Tuesday, 11 September 2018

Global Warming

Global Warming Pushing Alpine Species Upslope

For every one-degree-Celsius increase in temperature, mountaintop species shift upslope 100 meters, shrinking their inhabited area and resulting in dramatic population declines, new research by University of British Columbia zoologists has found.

The study, a first-of-its-kind broad review, analyzed shifts in elevation range in 975 populations of plants, insects and animals.

Most mountaintop species we looked at are responding to warming temperatures by shifting upslope to live in cooler environments. As they move towards the mountaintop, the area they live within gets smaller and smaller.
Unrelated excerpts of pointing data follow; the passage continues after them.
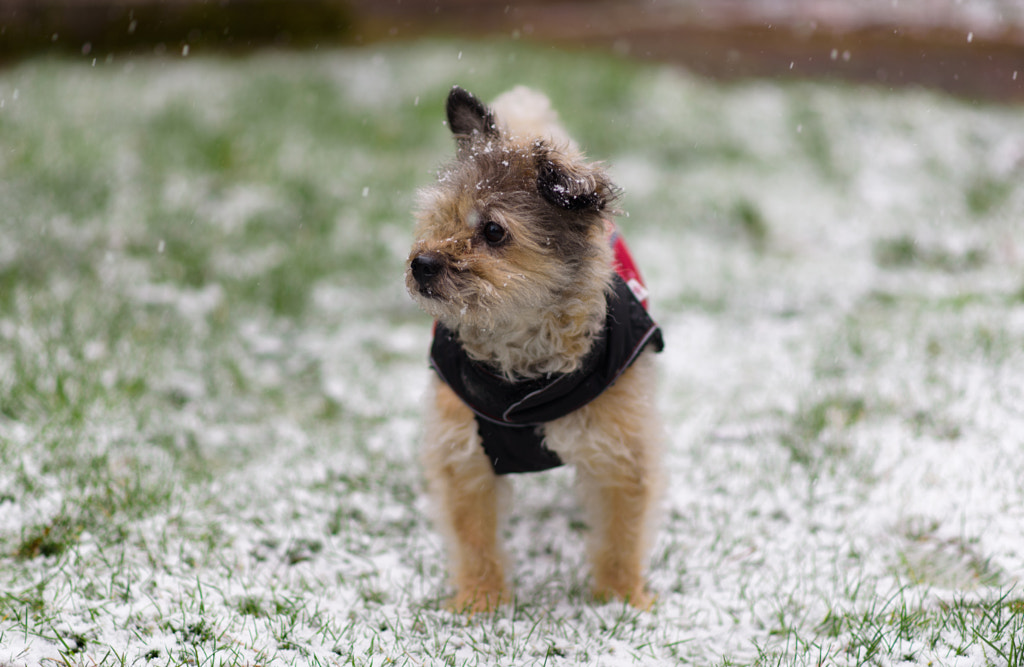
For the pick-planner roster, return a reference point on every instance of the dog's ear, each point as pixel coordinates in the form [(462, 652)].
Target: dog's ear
[(572, 188), (467, 115)]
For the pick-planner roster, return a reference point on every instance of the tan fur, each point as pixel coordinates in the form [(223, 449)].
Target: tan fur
[(530, 305)]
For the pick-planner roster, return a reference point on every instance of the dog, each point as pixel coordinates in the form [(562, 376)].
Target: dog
[(543, 348)]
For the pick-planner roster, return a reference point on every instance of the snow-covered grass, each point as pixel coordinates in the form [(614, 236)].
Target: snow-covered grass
[(210, 373)]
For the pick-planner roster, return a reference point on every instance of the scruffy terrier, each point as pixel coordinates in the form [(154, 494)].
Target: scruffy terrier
[(543, 346)]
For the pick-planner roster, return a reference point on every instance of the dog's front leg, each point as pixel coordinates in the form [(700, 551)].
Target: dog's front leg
[(468, 494)]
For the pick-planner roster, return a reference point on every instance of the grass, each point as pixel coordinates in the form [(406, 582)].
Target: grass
[(210, 374)]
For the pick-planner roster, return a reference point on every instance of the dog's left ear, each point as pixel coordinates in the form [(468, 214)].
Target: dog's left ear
[(468, 116), (573, 188)]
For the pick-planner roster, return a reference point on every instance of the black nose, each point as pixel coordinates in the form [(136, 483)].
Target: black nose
[(426, 266)]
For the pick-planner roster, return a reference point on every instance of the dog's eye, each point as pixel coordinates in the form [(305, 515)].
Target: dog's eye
[(494, 234)]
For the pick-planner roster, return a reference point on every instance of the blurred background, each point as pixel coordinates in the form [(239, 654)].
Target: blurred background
[(972, 48)]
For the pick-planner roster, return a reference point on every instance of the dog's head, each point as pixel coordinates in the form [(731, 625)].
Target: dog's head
[(513, 227)]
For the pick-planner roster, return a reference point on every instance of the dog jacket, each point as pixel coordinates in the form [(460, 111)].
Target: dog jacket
[(510, 415)]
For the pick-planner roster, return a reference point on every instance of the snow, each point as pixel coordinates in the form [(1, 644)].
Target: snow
[(844, 420)]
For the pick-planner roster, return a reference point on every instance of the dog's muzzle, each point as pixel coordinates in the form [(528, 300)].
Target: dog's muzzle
[(426, 267)]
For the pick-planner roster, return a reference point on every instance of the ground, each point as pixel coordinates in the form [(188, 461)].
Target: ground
[(211, 375)]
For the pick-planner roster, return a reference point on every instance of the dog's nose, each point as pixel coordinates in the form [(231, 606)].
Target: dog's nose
[(426, 266)]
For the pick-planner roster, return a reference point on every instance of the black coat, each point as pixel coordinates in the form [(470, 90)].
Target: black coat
[(510, 415)]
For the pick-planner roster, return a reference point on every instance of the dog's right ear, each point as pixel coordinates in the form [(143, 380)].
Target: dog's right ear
[(468, 116)]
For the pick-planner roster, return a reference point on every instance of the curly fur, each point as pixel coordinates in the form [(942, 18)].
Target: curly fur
[(511, 253)]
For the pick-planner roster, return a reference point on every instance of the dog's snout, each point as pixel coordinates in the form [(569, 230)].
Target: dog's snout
[(426, 266)]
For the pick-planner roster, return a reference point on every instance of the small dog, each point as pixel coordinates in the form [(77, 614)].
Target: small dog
[(543, 347)]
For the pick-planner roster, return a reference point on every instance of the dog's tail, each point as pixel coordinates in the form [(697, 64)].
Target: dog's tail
[(527, 114)]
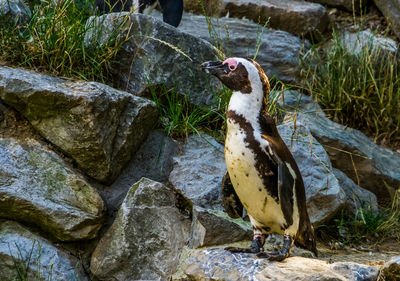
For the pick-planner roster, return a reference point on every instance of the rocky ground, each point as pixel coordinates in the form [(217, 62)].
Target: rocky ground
[(91, 190)]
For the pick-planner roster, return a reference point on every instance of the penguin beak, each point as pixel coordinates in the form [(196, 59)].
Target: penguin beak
[(215, 68)]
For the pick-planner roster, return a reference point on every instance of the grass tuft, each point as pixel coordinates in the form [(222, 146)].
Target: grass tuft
[(360, 90)]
This supports predictions that global warming could eventually drive extinctions among species at the top.

The study found that most mountaintop species have moved upward, including:

- The northern pocket gopher in Nevada's Ruby Mountains lost more than 70 percent of its inhabited area over the past 80 years as a 1.1-degree temperature increase drove populations upslope.

- The mountain burnet butterfly in the French Pyrenees adjusted to a one-degree temperature increase by shifting upslope 430 meters, losing 79 percent of its range over the past 50 years.

- An alpine meadow flower in the Himalayas moved upslope more than 600 meters as temperatures rose more than 2.2 degrees in the past 150 years. It lost 29 percent of its habitat in the region.

The research also found that a few species, such as the white-crowned sparrow in the southern Sierra Nevada mountains in California, moved their entire range down mountains.

"This highlights how complicated responses to climate change are likely to be”, said the study authors.